Cause: the Cluster Monitoring Operator playbook resets the CMO ConfigMap every time it's executed.
Consequence: manual changes to the ConfigMap enabling the etcd monitoring are lost.
Fix: etcd monitoring can be configured with Ansible.
Result: etcd monitoring is persisted when the CMO playbook is executed again.
DescriptionK Chandra Sekar
2019-04-25 10:46:29 UTC
Description of problem:
etcd monitoring configuration is completely getting reset when performing an minor upgrade from v3.11.88 to v3.11.98.
Followed the guide[1] to setup etcd monitoring will not come by default when OpenShift Monitoring Stack is set up.So after setting up the etcd monitoring successfully when we upgarde the cluster to a minor version whole etcd monitoring setup is getting disappeared and it reverts to the default OpenShift Monitoring Stack as a result it shows all the etcd targets are down.Minor upgrades shouldn't be doing this as etcd is major component which requires continues monitoring
How reproducible: Always
Steps to Reproduce:
1.Set up a OpenShift Monitoring Stack on OpenShift v3.11
2.Next setup etcd monitoring as stated from the guide[1]
3.Just upgrade the whole cluster to minor version and boom OpenShift Monitoring stack is reverted back to its original state and etcd config goes missing.
Actual results:
Whole etcd monitoring setup is getting disappeared and it reverts to the default OpenShift Monitoring Stack after a minor cluster update as a result it shows all the etcd targets are down.
Expected results:
Minor upgrades shouldn't be doing this as etcd is major component which requires continues monitoring.So minor cluster upgrades should still persist the configuration moving onto to the next version as well unless there are major breaking changes involved.
Additional info:
[1]- https://docs.openshift.com/container-platform/3.11/install_config/prometheus_cluster_monitoring.html#configuring-etcd-monitoring
Comment 1Frederic Branczyk
2019-04-25 11:58:19 UTC
Yes I can see how this happens, this is indeed a bug. As a work around for now, you can reapply the configuration without an issue and you should get back into the expected state. Of course that's not how it should be, but a way to move forward for the customer in the immediate situation until we fix this.
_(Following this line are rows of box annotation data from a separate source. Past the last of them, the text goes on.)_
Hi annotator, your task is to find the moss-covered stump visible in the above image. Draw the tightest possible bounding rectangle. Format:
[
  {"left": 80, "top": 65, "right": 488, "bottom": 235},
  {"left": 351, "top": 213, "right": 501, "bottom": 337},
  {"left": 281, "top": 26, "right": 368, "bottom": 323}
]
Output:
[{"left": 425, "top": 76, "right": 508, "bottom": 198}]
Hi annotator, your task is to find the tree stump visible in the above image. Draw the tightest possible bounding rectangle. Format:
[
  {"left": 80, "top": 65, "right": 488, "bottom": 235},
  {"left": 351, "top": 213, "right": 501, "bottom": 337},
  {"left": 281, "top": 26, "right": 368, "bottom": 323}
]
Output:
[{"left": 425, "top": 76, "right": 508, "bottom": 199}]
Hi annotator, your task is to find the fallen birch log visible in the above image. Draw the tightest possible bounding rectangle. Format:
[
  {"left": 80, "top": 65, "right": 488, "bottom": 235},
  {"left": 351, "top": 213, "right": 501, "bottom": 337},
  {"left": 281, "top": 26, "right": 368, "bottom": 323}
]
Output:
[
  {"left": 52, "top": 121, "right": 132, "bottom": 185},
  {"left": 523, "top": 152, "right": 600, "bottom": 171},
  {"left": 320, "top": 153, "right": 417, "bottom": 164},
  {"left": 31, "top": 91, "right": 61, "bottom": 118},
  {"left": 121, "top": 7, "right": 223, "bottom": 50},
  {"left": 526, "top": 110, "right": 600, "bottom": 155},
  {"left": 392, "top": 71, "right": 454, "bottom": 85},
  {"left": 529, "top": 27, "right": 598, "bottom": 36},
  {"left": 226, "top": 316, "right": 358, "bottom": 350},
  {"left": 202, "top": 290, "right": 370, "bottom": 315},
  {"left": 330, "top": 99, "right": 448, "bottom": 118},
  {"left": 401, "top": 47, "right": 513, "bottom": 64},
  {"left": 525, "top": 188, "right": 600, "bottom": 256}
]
This needs a fix in the OpenShift ansible playbooks.
Since the problem described in this bug report should be
resolved in a recent advisory, it has been closed with a
resolution of ERRATA.
For information on the advisory, and where to find the updated
files, follow the link below.
If the solution does not work for you, open a new bug report.
https://access.redhat.com/errata/RHBA-2020:0793